By Justin Parkinson and Gavin Stamp
BBC News political reporters, in Bournemouth
QUOTE OF THE DAY
British politics has become like a giant dance of the hokey cokey. David and Gordon skipping round in circles, hand in hand. Taking it in turns, left foot in, right foot out, left foot out, right foot in.
THE BIG ISSUE
Sometimes party conferences - at least on the main stage - can seem hermetically sealed from the real world of political skirmishes and plotting. Policies to change the world are presented, largely uncriticised, to an adoring audience. But Gordon Brown-bashing was the only sport in town on day one in Bournemouth. Lib Dem leader Nick Clegg said Labour was in its "death throes". Debates on legislative reform and international affairs were another chance to stick the boot in. The UK's third party can scent blood, but many here fear some of it might be their own. Mr Clegg's rather personal barb about the "arrogance" of Tory leader David Cameron suggests concern that, while one enemy seems to be on the wane, another is posing an ever greater electoral threat. He will be keen to move the focus towards the Lib Dems' new (Tory voter-friendly?) "tax-cutting" proposals as the week goes on.

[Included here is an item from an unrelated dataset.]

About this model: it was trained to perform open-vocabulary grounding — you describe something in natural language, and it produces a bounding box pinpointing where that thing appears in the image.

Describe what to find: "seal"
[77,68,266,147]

Defence was on the agenda, with delegates voting to cut the UK's nuclear arsenal by half and to ensure funding for improving armed forces accommodation.
The conference also approved plans for "people's bills", where the six most-signed petitions are given a hearing in Parliament.
IMAGE OF THE DAY
Crunch time: Nick Clegg is the centre of attention, but what will the party faithful and wider public make of his performance this week?
The conference gets into full swing on Sunday. After his rally on Saturday, Mr Clegg takes part in a Q&A session with Steve Richards of the Independent. There are also debates on public finances, social mobility, crime, deportation and "safe standing" at football matches.